Elle a fini par l'accepter, en compagnie de mon beau-frère, pour aller ce week-end visiter notre mère à Bagnoles. J'ai fait meuler pour eux un double des clés du fournil de la ferme, où je les loge et où ils sont ainsi incités à revenir, et de la cour du manoir de manière à ce que, notamment, ils puissent y utiliser la cuisine-provisoire-qui-dure. Je n'ai en effet toujours pas complété l'installation de ce fournil du matériel électro-ménager qui y est prévu, petit réfrigérateur et four micro-ondes ; il y a toujours eu d'autres priorités pour l'emploi de mes picaillons puisque l'usage de ce fournil était des plus limités à ce jour, mon aîné ayant décrété qu'une telle dépendance a été bâtie puis restaurée trop loin de notre manoir favori pour accueillir son Excellence.

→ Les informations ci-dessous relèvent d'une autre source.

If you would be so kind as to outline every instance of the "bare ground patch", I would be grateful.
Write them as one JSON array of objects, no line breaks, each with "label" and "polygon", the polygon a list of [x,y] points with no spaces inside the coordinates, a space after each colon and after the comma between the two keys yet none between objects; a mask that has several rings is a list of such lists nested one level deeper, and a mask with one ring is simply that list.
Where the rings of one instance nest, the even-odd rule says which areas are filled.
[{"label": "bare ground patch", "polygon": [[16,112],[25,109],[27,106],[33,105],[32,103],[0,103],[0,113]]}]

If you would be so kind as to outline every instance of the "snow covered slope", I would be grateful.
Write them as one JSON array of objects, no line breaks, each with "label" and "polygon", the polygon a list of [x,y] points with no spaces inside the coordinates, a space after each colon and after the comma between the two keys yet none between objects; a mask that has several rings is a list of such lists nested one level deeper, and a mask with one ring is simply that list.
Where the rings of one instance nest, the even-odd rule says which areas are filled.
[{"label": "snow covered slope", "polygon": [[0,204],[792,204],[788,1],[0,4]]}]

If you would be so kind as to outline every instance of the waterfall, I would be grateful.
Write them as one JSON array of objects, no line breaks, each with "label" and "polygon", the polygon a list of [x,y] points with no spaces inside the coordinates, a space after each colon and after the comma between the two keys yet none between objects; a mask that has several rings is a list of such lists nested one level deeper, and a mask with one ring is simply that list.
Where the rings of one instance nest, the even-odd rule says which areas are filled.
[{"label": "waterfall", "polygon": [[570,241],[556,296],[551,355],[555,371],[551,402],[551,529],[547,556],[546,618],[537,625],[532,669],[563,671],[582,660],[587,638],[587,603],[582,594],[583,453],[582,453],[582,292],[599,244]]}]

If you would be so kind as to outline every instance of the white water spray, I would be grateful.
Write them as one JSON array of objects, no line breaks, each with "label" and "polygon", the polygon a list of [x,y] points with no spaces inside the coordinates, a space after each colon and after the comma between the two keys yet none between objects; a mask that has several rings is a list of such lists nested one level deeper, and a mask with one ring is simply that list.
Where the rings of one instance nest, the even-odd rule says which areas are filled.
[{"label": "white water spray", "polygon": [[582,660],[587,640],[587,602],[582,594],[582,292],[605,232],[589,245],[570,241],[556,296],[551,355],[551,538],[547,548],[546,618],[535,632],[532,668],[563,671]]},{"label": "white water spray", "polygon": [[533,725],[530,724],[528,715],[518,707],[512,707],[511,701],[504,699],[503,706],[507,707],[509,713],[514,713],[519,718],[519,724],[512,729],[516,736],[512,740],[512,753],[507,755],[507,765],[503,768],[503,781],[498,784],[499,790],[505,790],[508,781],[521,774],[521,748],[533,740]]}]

Il est prévu que, le week-end prochain, ma sœur revienne, accompagnée cette fois de son aîné et de la petite famille de ce dernier. Je prévois de loger ceux-ci dans le fournil du manoir, dont le lavabo reçoit l'eau mais je ne suis pas sûr de savoir en rallumer le chauffe-eau. A part ce lavabo, cette dépendance est dépourvue de douche ou de w.-c., de sorte que son confort est bien moindre que celui du fournil de la ferme. En outre, ce bâtiment a subi des dégâts des eaux le dernier hiver auxquels Igor n'a pas encore remédié. Il devait le faire hier mais, comme il n'a pas réussi à se procurer la chaux à badigeonner sur les murs maculés de tanin, il a reporté son intervention au début de ses vacances, le 27 juillet prochain si j'ai bien retenu. Avec un peu de chance, nous pourrions donc arriver à ce que ce fournil soit plus présentable pour ce neveu.

Accessoirement, je retiens que l'état de santé de ma mère et son séjour à Bagnoles auront permis à notre petite fratrie de commencer à se retrouver commodément, ce qui n'avait guère été possible à Paris où chacun se trouve si souvent absorbé par une vie quotidienne prenante.